O estudo pode orientar as ações da rede de saúde

 

Pesquisa desenvolve modelos matemáticos para controlar epidemias

Um estudo desenvolvido por pesquisadores do CEPID - CeMEAI investiga modelos matemáticos que podem ajudar nas ações de controle de doenças. Entenda: https://goo.gl/xdxXBo

Posted by CEPID - CeMEAI on Wednesday, January 17, 2018

 

Modelar a propagação de epidemias onde as pessoas interagem em diferentes meios é o principal objetivo de uma pesquisa desenvolvida com o apoio do CEPID-CeMEAI. O pesquisador Francisco Rodrigues, também professor do Instituto de Ciências Matemáticas e de Computação (ICMC-USP), de São Carlos é o coordenador deste estudo que investiga modelos matemáticos visando, entre outras aplicações, auxiliar em ações de controles epidemiológicos.

O trabalho realizado em cooperação com Guilherme Ferraz de Arruda, também do ICMC-USP, Emanuele Cozzo e Yamir Moreno, da Universidade de Zaragoza, na Espanha, e Tiago P. Peixoto, da Universidade de Bath, no Reino Unido apresenta uma formulação contínua de propagação de epidemia em redes multicamadas.

“Mostramos numericamente a existência de localização da doença e o surgimento de dois ou mais picos de susceptibilidade, que são caracterizados analiticamente e numericamente através da proporção de participação inversa. Em desacordo com o que é observado em redes de camada única, mostramos que a localização da doença ocorre nas camadas e não nos nós de uma determinada camada”, explica Francisco.

A pesquisa relata ainda um fenômeno interessante: o efeito de barreira; para uma configuração de três camadas, quando a camada com o autovalor mais baixo está localizada no centro da linha, ele pode efetivamente agir como uma barreira à doença. Trata-se de uma abordagem matemática unificadora do contágio de doenças, abrindo novas possibilidades para o estudo dos processos de disseminação.

O estudo teve início há quatro anos e ganhou destaque em artigo publicado em 2 de fevereiro do ano passado na "Physical Review X". Neste momento, a pesquisa evolui para modelos mais precisos onde seja possível, por exemplo, propor políticas de vacinação que podem funcionar com muita eficácia na sociedade. “Com um conjunto de dados cada vez maior e eficiente será possível apontar com exatidão como agir e o tempo necessário para conter uma epidemia o mais rápido possível”, completou Francisco.

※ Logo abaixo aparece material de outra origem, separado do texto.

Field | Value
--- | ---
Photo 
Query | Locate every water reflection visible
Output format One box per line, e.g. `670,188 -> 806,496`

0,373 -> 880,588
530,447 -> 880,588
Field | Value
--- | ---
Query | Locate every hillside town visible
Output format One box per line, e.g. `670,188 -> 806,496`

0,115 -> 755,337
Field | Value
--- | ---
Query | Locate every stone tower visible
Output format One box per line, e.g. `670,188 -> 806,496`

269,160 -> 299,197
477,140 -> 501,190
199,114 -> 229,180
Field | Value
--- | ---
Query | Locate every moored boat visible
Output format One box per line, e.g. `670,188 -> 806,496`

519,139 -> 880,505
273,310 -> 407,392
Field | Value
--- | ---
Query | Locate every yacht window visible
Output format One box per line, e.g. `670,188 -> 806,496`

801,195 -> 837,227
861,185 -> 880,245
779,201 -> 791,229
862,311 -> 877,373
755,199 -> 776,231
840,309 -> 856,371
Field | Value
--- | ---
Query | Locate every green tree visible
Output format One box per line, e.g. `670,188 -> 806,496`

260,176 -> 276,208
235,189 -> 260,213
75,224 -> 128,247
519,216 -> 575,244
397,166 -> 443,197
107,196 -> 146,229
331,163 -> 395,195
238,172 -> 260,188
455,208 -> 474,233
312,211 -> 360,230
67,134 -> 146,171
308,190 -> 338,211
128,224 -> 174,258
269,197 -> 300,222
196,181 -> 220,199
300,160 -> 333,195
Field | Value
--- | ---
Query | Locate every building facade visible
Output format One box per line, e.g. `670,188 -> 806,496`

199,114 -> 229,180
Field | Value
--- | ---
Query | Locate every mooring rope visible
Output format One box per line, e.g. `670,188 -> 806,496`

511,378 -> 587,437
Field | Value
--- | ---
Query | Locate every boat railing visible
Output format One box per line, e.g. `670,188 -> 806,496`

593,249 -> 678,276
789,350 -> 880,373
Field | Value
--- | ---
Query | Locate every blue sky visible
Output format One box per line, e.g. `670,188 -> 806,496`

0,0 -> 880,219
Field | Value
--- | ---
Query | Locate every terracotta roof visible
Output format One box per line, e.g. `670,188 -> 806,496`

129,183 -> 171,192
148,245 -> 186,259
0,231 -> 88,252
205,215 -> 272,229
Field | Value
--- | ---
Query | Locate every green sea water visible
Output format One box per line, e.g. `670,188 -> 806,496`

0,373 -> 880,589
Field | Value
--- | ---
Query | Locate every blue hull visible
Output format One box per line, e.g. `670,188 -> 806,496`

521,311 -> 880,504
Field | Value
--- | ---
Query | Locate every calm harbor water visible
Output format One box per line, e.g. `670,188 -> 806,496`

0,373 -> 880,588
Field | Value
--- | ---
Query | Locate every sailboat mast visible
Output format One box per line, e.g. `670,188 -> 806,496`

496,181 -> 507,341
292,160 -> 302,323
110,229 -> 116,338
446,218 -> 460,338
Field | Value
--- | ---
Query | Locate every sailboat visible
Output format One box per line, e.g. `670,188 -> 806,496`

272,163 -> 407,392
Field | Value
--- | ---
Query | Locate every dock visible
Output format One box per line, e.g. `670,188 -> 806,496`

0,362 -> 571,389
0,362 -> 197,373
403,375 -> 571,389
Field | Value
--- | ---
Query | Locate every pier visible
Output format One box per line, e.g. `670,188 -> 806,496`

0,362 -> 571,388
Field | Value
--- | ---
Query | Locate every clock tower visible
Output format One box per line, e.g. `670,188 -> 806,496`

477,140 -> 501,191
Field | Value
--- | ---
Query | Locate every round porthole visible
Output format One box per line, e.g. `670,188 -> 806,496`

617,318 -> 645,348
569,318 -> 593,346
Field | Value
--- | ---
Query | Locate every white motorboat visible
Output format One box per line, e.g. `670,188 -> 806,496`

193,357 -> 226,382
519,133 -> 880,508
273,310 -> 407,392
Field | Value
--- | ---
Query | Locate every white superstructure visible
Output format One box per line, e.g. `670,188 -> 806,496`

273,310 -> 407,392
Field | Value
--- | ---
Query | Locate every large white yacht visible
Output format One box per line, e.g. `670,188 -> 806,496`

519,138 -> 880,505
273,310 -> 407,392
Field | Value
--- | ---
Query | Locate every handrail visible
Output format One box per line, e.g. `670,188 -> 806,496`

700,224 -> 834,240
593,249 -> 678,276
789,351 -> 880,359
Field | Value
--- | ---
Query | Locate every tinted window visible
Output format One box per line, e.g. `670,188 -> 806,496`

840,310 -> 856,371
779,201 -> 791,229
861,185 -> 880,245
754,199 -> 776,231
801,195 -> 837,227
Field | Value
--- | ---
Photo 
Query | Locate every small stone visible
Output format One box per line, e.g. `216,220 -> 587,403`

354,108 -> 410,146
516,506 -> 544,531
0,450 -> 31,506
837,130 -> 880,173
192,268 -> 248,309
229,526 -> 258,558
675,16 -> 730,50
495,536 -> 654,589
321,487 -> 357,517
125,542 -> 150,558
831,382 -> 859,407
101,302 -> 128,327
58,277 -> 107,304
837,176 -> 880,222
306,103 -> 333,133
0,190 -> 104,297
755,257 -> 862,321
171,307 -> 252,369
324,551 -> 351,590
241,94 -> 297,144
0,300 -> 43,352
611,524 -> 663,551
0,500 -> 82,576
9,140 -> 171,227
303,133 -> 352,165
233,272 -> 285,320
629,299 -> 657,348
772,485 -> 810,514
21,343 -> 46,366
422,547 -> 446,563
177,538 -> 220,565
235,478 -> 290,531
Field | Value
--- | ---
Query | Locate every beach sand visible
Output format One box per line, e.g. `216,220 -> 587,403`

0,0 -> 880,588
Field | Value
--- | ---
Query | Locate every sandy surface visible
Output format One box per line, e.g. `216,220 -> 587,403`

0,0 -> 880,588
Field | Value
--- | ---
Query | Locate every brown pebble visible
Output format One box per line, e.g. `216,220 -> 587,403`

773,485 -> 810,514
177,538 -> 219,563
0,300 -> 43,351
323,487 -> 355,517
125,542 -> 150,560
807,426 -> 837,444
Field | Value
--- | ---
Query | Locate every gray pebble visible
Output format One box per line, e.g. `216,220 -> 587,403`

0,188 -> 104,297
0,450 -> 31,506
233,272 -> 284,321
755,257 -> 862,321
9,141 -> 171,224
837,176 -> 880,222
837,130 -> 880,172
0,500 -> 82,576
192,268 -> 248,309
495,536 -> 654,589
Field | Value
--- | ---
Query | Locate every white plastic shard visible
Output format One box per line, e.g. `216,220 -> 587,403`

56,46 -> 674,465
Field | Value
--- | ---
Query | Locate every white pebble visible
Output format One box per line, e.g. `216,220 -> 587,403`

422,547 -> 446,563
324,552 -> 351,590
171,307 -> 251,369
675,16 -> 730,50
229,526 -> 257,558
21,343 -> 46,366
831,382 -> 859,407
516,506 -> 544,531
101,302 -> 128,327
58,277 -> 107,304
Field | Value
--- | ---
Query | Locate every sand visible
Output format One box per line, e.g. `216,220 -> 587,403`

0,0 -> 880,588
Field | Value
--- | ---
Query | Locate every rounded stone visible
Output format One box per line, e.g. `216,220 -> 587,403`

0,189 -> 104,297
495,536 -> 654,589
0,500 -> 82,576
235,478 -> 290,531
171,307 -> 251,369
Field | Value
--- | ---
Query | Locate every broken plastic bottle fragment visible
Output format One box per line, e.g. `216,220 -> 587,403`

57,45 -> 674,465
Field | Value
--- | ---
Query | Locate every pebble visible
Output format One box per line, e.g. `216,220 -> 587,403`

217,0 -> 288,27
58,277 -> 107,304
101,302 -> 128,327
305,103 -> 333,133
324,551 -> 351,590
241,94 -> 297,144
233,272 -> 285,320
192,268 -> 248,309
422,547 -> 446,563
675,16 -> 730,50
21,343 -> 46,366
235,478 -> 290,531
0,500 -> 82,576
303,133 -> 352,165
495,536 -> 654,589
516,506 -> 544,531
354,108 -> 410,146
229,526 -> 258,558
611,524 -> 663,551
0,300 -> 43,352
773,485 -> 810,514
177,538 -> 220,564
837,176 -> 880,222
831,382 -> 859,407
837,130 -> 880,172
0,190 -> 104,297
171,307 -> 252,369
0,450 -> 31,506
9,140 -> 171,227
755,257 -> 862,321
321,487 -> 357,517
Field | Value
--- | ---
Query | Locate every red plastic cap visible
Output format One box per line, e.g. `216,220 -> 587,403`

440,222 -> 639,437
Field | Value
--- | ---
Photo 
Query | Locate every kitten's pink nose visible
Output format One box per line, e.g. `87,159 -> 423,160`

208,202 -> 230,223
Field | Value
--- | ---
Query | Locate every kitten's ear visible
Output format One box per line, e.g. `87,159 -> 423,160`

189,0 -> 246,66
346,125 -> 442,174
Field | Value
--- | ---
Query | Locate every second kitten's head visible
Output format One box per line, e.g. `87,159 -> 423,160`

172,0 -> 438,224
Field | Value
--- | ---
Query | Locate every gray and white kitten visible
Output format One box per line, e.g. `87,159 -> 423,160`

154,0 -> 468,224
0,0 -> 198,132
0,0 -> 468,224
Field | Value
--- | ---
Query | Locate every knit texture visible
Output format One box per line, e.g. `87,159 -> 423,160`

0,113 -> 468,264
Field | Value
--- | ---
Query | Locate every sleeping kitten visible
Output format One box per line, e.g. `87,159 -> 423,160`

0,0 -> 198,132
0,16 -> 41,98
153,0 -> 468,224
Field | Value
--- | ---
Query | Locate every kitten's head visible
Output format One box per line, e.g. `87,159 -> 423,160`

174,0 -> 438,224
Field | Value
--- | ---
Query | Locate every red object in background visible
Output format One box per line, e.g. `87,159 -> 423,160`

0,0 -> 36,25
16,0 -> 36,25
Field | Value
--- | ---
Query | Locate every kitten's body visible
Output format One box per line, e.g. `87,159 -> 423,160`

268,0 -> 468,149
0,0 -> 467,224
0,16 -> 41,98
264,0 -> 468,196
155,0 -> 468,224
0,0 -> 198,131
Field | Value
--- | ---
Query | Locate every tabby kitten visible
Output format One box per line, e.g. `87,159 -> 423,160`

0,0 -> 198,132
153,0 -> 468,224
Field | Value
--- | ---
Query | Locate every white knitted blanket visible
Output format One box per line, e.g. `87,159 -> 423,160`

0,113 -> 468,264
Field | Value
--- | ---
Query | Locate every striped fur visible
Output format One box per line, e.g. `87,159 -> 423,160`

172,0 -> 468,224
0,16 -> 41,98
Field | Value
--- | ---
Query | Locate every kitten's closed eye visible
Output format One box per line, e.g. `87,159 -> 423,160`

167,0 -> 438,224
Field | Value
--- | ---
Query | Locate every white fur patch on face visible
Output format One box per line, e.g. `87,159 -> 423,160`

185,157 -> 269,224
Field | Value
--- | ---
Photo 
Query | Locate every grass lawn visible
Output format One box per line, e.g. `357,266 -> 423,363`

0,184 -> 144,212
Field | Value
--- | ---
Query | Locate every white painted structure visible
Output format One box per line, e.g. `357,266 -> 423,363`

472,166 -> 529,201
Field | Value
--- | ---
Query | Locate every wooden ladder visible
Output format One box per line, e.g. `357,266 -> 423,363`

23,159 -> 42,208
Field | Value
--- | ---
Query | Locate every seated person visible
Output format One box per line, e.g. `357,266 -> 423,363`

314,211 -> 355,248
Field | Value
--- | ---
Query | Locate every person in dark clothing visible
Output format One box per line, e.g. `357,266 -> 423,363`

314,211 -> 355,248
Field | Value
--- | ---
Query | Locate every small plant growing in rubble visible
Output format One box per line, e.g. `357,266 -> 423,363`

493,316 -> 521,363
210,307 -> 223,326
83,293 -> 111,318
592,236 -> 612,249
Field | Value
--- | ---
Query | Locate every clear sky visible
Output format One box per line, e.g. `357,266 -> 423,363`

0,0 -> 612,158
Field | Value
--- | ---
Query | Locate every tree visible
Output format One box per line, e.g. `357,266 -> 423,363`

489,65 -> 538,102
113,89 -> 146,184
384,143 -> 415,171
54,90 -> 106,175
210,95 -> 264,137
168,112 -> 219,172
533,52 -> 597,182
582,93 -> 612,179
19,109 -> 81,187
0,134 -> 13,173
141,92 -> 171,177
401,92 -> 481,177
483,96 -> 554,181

O foco atual do trabalho são pessoas e cidades, no entanto, o mesmo estudo pode ser aplicado a animais e rumores na internet. Saiba mais.

 

Sobre o CeMEAI

O Centro de Ciências Matemáticas Aplicadas à Indústria (CeMEAI), com sede no Instituto de Ciências Matemáticas e de Computação (ICMC) da USP, em São Carlos, é um dos Centros de Pesquisa, Inovação e Difusão (CEPIDs) financiados pela FAPESP.

O CeMEAI é estruturado para promover o uso de ciências matemáticas como um recurso industrial em quatro áreas básicas: Otimização Aplicada e Pesquisa Operacional, Mecânica de Fluidos Computacional, Modelagem de Risco, Inteligência Computacional e Engenharia de Software.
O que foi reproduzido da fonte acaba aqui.